In dem Sinne: Ein Reisender verlässt das Haus nie ohne seinen Spaten. 😀

3 Gedanken zu „Schmatzi, Schatzi – oder: der charmante Nachzehrer

  1. Dies ist mein erster Versuch mich an die kräftig-moderne Prose hier zu gewöhnen. Bis jetzt ist alles ziehmlich neu. Vielleicht darf ich nach wörter fragen, die mir unbekannt sind:
    Zweiter Paragraph, zweiter Satz, das Wort „fiese“
    Zweiter Paragraph, letzter Satz, das wort „lgitt!“
    Zweiter Paragraph, letzter Satz, das wort „im“ — hier nehme ich ann dass es „ihm“ sein sollte, aber die ersten Zwei entgehen mir.

    Obwohl es sein könnte, dass dies nur kleine Schreibfehler sind, bitte nehme meine Erkundigung im Ernst. Ich wohne seit 1951 außerhalb Deutschlands und verliere langsam meine Sprache. Vielleicht unglaublich, aber ich erinnere mich dass sie erstmals so gut war wie deine.

    PS: Bitte entschuldigen Sie mir; ich bin durch „Facebook“ an das persönliche „Du“ gewöhnt. Wenn Sie wollen, gehe ich gern wieder zur formalen Ansprache zurück.

    Hal G Mayer ragmaniac2000-hmayer@yahoo.com

  2. Nein, nein, Du ist schon okay. 😀

    Ja, natürlich sollte es „ihm“ heißen. „Fies“ ist ein Adjektiv, das als Synonym für schlecht, böse, aber auch für „ekelhaft“ genutzt werden kann. „Der ist mir fies“, sagt man in der Umgangssprache. So in etwa.
    „Igitt“ ist ein Ausdruck, der Ekel bezeugen soll. „Da liegt eine Leiche in der Küche – Igitt!“ Wahlweise auch „Igitt-Igitt“, wenn man nichts Böses ahnt und ein Ghoul in den Bus steigt.

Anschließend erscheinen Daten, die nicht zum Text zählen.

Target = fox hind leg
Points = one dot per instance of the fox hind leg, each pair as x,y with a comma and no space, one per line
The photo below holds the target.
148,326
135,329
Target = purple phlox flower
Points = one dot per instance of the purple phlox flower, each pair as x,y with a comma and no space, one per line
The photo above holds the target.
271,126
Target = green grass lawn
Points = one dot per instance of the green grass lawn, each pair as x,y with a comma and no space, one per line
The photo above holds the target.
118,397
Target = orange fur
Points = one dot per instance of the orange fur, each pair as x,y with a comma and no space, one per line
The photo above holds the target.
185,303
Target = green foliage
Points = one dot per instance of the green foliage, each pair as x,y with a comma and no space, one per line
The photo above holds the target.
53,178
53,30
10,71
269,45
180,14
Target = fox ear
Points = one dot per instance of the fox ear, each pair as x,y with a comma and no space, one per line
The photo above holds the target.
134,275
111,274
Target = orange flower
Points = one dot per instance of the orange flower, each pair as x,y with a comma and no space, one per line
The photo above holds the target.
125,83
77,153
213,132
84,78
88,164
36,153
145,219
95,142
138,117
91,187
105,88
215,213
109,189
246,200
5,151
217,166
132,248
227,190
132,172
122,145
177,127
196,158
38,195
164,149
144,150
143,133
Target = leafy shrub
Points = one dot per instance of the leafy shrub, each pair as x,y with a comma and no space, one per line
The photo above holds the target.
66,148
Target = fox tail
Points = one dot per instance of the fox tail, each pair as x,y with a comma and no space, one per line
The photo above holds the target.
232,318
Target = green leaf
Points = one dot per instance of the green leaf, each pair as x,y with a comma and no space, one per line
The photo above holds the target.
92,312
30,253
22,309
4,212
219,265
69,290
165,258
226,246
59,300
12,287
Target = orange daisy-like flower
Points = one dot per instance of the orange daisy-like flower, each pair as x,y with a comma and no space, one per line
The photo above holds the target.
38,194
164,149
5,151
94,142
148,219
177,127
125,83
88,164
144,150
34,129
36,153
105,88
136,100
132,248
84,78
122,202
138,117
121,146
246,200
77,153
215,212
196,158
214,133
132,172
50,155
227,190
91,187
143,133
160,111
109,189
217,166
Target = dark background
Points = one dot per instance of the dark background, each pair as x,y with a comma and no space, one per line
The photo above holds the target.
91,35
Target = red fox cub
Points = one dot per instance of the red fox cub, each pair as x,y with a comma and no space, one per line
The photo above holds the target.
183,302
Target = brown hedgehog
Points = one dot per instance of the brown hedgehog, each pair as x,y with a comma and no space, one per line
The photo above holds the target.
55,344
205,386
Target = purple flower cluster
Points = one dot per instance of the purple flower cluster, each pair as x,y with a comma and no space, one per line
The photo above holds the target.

  3. Schönen Dank, Schmitti, für die Aufklärung. Ich werde die zwei neu-gelernten Wörten nicht vergessen.
    Nun kann ich Dir ja sagen, wie wunderbahr-ekelhaft Deine Nachzehrer Geschichte mich beeindruckt hat. Kurz for meiner Vergrabung werde ich darauf achten, dass man mir kein Leichentuch beigiebt. Und zur Versicherung, werde ich mich mit vielen Leckereien begraben lassen. Denkst Du dass das helfen würde?
    Aber die Frage bleibt: Warum nicht einfach das Verbrennen ersuchen?